Science ~ Jetter is very interested in the Solar System so I will follow that interest and we will be using the Apologia Astronomy Text. I find the Apologia books to be very interesting to read and the kids enjoy them which makes all the difference in the world. I will also be gathering materials for the many experiments and projects included in this book.
Latin ~ This will be the first year that Jetter studies Latin as a subject. We will be using the Prima Latina program which I also used with Night Owl and Social Butterfly. It is designed for teachers with no Latin background (Phew!) and begins very gently. As a matter of fact, most of what Jetter learns this year will be vocabulary, which is the fun part for most kids.

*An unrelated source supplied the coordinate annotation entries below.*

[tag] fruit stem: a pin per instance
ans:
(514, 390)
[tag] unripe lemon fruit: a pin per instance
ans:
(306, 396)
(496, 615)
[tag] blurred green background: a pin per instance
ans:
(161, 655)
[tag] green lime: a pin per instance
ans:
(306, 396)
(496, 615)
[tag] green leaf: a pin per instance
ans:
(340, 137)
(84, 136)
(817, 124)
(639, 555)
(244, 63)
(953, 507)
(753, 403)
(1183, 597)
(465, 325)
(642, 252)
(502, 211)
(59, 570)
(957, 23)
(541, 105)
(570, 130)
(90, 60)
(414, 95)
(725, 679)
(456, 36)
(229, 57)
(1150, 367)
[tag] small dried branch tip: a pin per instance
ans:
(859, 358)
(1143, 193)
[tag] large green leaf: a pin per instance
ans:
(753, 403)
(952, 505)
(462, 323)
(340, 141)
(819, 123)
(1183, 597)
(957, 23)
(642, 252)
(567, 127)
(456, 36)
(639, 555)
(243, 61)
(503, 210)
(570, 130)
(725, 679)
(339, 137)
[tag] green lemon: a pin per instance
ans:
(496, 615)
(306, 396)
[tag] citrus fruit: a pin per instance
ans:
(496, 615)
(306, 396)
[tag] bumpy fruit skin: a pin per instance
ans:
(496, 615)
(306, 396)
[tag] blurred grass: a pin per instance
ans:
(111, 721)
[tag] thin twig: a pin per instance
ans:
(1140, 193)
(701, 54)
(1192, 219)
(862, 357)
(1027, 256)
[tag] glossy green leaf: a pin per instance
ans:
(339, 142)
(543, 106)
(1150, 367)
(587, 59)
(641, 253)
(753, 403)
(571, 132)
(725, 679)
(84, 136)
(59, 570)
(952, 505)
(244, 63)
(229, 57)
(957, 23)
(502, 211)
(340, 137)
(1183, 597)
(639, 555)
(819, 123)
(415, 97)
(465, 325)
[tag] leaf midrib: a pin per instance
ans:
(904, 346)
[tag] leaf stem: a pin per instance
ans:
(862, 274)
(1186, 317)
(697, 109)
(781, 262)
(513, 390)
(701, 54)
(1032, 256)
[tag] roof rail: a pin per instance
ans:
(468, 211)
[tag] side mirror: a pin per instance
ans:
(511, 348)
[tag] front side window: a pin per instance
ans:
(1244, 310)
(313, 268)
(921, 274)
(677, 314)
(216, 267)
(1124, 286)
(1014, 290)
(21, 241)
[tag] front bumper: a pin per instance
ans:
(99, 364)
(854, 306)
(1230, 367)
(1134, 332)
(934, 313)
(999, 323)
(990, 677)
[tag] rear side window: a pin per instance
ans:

Poetry ~ Jetter will be using the same program that Builder will use, Linguistic Development Through Poetry Memorization. As I stated in the post for Builder, this is a program that we started using last year and both boys really enjoy the selection of poetry to be memorized. They also like hearing it recited on the CD by Andrew Pudewa, the author.
Finally, there are the subjects of Music, Art and Phys Ed. For music, Jetter will be taking piano lessons again this year. Music is something that often gets lost in the shuffle around here so I try to get the kids involved in lessons as soon as they are able. That ensures that it will get done! As far as listening to music, we do alot of that, it's the instruction that I don't often get to. Driving to, (and paying for!) piano lessons isn't something I always appreciate, but it ensures that the kids get proper instruction.
Art is, in some respects, the same because I don't feel like we get to it as much as we should. However, my children all love to draw and are very motivated to learn drawing techniques. This is good! I supply the materials and instruction books and they practice on a regular basis. At this point, Jetter says he would like to be an architect. I know he is young, and this can change, but it does encourage him to work on his drawing skills. I also find it interesting that while Jetter really struggles with handwriting, his ability to draw is pretty good. MODG recommends a very simple drawing book called the Drawing Textbook that is a great introduction to drawing. Once again, this is a resource I already have since Night Owl and Social Butterfly also used it. We will also have some fun art projects scattered throughout the year. These will be included in another post, but will involve various mediums like clay, wood working, and paint.
And then, for the grand finale, there is Phys Ed. As I said in the post regarding Phys Ed for Builder and Beany, I really don't feel that it is something I need to "teach". My kids are very active ... sometimes too active! For Phys Ed, besides the usual outdoor play, Jetter will also be involved in a sport. Like last year, he would like to play football again. With all the talk about Builder taking Tae Kwon Do though, he might be wavering in his choice. We'll have to see what the final decision is.
And there, in way too many words, you have the curriculum explanations for Jetter. One more to follow. Hopefully I can make Social Butterfly's post a bit shorter!